Figure 3: Fitted data from various modelling algorithms

Future predictions

We can predict for the next ten more days to see how the death toll will behave, we use the function predict from stats package. First we create a data frame of the ten days begin from 40 day and end at day 50. Once we have the future days data frame, we can parse along with the cubic model to predict the future toll number of the coronavirus.

nra = nrow(corona)
start.predict.day = corona$date[nra] %>% lubridate::yday()
begin = start.predict.day+1
end = start.predict.day+6

new.day = data.frame(day = begin:end)

future.deaths = predict(cubic, new.day) %>% 
  tibble::enframe(name = NULL) %>% # use enframe instead of as_tibble()
  bind_cols(new.day) %>% 
  mutate(model = "future") %>% 
  select(model, day, pred=value)

Then we combine the predicted and the future value of the death and assign the data as new.data that was used to generate figure 4. We see that on the 50 day the projected toll number of people dying with coronavirus may reach to 2500 people.

new.data = predictions%>% 
  filter(model == "cubic") %>% 
  bind_rows(future.deaths)
The number of people died with coronavirus in the Wuhan province. The points are cumulative death, the blue line is the fitted death using cubic polynomial algorithims and the red line show the projected number of people over the next ten days

Figure 4: The number of people died with coronavirus in the Wuhan province. The points are cumulative death, the blue line is the fitted death using cubic polynomial algorithims and the red line show the projected number of people over the next ten days

Figure 5 only projected the death toll from the cubic polynomial, what if we want to compare the number of people that coronavirus will continue to affect in the next ten days from other algorithms. first we need to predict the value for each model. The chunk below show the lines of codes for each algorithm

cubic.future = predict(cubic, new.day) %>% 
  as_tibble()%>% 
  mutate(model = "Cubic")  %>% 
  bind_cols(new.day) %>% 
  select(model, day, pred=value)

linear.future = predict(linear, new.day) %>% 
  as_tibble()%>% 
  mutate(model = "Linear")  %>% 
  bind_cols(new.day) %>% 
  select(model, day, pred=value)

gam.future = predict(gam, new.day) %>% 
  as_tibble()%>% 
  mutate(model = "GAM")  %>% 
  bind_cols(new.day) %>% 
  select(model, day, pred=value)

quadratic.future = predict(quadratic, new.day) %>% 
  as_tibble()%>% 
  mutate(model = "Quadratic")  %>% 
  bind_cols(new.day) %>% 
  select(model, day, pred=value)

Join the projected death tolls from the four algorithms with bind_rows() function from dplyr package (Wickham et al. 2018).

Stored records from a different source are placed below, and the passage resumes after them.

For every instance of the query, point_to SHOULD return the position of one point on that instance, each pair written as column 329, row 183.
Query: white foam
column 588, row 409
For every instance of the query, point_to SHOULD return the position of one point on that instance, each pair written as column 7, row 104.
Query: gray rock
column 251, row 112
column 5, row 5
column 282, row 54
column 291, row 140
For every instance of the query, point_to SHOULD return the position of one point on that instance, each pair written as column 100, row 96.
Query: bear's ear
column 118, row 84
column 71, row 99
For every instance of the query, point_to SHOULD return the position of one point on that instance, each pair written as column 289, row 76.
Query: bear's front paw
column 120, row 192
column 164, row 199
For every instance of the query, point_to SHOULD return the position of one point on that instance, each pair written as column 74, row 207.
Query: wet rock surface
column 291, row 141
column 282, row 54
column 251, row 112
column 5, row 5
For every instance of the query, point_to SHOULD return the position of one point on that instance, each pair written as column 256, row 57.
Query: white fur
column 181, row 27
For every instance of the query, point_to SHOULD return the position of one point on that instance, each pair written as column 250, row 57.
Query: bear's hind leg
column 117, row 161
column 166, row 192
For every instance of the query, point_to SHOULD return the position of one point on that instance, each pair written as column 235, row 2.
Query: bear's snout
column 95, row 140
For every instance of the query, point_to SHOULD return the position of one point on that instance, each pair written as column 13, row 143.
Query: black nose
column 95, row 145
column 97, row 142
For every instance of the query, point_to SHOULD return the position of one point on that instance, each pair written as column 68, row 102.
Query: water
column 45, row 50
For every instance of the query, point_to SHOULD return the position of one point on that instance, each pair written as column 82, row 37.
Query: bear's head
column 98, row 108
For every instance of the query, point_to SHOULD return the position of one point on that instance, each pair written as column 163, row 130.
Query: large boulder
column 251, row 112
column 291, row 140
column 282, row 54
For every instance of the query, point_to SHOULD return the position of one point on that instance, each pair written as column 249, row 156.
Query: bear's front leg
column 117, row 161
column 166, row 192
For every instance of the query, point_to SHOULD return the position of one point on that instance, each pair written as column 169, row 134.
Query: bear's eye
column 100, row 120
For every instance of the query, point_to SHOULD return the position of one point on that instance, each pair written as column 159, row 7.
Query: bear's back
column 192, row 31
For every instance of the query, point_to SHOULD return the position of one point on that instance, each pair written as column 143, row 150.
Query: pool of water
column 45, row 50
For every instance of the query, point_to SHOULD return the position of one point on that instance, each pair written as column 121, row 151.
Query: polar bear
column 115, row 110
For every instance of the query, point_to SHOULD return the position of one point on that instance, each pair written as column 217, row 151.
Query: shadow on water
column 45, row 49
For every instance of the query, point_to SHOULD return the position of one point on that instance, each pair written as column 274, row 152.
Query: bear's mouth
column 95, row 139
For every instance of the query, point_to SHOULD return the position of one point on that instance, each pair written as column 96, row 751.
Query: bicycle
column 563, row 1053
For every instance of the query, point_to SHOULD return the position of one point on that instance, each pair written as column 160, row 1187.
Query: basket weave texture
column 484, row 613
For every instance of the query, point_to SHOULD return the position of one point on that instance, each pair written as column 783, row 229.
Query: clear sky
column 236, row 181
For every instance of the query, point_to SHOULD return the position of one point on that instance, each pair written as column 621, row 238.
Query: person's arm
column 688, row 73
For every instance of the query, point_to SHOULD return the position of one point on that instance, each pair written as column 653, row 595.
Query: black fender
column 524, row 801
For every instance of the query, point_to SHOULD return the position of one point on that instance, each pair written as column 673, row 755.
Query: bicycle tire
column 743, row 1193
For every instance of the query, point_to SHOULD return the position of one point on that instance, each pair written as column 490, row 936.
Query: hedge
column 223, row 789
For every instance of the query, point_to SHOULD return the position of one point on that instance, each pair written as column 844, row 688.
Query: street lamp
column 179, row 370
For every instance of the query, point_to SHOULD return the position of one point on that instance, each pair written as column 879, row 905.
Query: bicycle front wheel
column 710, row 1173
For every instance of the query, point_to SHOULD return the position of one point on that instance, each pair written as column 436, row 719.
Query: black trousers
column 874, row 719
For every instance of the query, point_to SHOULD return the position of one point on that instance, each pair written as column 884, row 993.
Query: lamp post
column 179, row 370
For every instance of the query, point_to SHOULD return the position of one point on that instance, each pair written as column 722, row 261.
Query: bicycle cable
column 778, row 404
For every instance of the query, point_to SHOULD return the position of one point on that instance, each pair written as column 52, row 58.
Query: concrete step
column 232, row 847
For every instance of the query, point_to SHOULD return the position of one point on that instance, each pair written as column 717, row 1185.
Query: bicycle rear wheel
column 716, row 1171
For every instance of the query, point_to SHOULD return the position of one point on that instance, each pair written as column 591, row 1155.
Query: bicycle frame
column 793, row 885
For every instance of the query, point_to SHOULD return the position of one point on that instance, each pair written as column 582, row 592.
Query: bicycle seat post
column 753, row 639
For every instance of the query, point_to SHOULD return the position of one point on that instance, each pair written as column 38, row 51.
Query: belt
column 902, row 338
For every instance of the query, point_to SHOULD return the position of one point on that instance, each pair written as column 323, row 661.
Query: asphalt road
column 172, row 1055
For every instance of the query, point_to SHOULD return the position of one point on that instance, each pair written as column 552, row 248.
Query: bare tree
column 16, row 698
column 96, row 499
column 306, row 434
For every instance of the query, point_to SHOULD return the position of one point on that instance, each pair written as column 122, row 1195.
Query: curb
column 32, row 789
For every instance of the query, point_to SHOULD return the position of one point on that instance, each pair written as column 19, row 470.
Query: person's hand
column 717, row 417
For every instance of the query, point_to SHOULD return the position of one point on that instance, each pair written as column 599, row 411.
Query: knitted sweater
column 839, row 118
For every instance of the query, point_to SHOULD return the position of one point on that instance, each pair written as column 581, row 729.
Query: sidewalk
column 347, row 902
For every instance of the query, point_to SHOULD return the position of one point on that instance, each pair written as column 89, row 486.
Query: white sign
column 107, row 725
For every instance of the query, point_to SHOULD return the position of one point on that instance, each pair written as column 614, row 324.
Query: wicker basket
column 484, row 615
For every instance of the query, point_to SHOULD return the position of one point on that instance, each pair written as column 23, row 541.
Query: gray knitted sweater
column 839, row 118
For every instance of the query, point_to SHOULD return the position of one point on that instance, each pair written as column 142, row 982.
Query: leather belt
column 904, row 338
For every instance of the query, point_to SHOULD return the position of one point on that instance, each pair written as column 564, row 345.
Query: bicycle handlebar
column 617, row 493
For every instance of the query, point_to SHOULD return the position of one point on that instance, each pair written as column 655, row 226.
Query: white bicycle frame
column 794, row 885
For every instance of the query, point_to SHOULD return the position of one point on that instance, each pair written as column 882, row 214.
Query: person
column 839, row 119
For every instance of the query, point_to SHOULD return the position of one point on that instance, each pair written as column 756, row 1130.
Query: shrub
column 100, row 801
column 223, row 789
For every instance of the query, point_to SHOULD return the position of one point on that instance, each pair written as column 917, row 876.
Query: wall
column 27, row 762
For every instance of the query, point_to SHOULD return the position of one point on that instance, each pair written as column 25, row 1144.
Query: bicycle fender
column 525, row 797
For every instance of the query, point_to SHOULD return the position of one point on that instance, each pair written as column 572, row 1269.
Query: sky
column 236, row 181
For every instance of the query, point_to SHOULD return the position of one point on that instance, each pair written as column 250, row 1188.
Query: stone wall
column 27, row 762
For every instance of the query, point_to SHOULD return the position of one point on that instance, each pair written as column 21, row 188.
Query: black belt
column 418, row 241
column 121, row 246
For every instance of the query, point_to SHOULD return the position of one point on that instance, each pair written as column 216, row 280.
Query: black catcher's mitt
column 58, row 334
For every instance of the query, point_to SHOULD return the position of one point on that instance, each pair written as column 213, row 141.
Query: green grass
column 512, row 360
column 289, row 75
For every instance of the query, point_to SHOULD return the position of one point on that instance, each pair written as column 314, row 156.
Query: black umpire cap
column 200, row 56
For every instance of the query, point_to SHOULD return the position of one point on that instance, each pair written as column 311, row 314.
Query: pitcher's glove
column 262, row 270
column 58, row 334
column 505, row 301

Once the dataset was tidy, was used to visually compare the projection of the coronavirus as shown in figure 5

death.proj = cubic.future %>%
  bind_rows(
    linear.future, gam.future, quadratic.future
  )
pred = ggplot(data = corona , 
       aes(x = day, y = death)) +
  geom_point(shape = 1, size = 2.2) +
  geom_line()+
  geom_line(data =death.proj,
            aes(x = day, y = pred, col = model), size = .6)+
  scale_x_continuous(breaks = seq(9,60,4)) +
  cowplot::theme_minimal_grid()+
  theme(panel.grid = element_line(linetype = 3), legend.position = c(.05,.85), 
        legend.key.width = unit(1.2,"cm"), legend.title = element_blank())+
  labs(x = "Days since January 1, 2020", y = "Cumulative Death") +
  ggsci::scale_color_d3() 

  pred %>% plotly::ggplotly() %>%
  plotly::layout(legend = list(orientation = "h", x = 0.4, y = 1.1))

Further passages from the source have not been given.